= Stephen Brady (British politician) =

British politician

Stephen Brady (born in Hull in 1945) was the Leader of Hull City Council, a unitary authority, from 2011 for the Labour Party. He stepped down from the position after the 2021 election. In 2018 he was appointed an Officer of the Order of the British Empire (OBE) following the success of Hull UK City of Culture 2017.

==Life and work==
Stephen Brady, known as Steve Brady, was born in Hull in 1945. His father was a dock worker who served in the Royal Navy during the Second World War. He is of Irish descent. In his teens he was a member of the Young Christian Workers.
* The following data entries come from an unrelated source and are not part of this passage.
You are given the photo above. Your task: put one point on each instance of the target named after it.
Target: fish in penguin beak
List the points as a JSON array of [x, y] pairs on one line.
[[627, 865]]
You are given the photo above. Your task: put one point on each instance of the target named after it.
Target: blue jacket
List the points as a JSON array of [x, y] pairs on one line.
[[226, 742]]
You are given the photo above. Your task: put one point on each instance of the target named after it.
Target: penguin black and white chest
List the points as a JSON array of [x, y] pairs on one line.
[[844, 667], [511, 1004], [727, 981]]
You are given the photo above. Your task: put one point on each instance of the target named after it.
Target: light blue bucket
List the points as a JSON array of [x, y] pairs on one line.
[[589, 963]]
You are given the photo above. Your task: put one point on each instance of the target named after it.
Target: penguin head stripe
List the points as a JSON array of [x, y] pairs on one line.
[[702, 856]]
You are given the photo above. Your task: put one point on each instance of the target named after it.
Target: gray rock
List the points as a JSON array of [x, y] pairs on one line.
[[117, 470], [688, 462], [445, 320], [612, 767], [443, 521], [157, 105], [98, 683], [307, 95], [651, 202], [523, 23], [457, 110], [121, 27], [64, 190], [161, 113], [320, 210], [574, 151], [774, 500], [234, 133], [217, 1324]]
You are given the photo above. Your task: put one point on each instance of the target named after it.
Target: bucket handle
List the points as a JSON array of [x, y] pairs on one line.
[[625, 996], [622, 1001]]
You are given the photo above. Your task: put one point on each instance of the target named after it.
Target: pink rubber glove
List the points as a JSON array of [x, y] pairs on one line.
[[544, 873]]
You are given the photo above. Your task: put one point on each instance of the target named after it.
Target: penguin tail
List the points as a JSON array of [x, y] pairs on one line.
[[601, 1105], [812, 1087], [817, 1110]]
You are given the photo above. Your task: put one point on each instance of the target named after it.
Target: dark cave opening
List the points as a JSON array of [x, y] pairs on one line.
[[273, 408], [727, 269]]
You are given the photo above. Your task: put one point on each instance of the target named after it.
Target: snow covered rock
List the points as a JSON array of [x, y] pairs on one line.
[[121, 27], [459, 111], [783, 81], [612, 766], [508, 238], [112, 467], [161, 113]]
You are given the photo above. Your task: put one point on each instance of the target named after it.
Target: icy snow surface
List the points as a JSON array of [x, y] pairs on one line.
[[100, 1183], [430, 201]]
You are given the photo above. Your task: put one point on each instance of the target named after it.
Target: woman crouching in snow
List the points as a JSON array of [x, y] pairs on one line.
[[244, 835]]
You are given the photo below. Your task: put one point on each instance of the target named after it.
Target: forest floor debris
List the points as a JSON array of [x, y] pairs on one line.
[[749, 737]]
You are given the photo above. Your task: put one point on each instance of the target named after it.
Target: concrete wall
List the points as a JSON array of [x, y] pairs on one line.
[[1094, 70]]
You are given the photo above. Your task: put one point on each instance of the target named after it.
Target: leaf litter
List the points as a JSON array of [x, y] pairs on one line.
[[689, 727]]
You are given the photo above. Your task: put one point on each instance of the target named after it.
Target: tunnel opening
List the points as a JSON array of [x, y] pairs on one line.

Brady spent much of his working life at BP, Saltend, near Hull and later ran a newsagents shop in East Hull. A long-time trade unionist and Labour Party member, he was elected Councillor of Southcoates Ward (formerly Southcoates West Ward) in 2000 and became Leader of the Labour Group in 2007.

==As council leader==
Since becoming Council Leader in 2011, Brady has been praised for his leadership as the city gained improvements in the areas of investment, industry, green energy, employment prospects, and cultural events. Hull was selected as UK City of Culture for 2017, a decision widely received with scepticism and cynicism initially. The event met with considerable success and acclaim and resulted in verifiable, lasting benefits for the city such as jobs, investment, increased visitor numbers, unprecedented media coverage, and widespread community participation. Though he was re-elected to his post as council leader in 2019 to serve through to 2022, Brady announced in May 2021 he was to stand down as leader that month, following local elections where the party had lost seats to the opposition Liberal Democrats. Brady was awarded the OBE in the 2018 New Year Honours for services to local government.

==Personal and family life==
Brady has been married for nearly fifty years and has six children. He lives at the family home in East Hull. His uncle Charles (Charlie) Brady (1916–1992) and aunt Frances (Grogan) (1916–2013) also served as councillors in Hull during the 1960s and 1970s.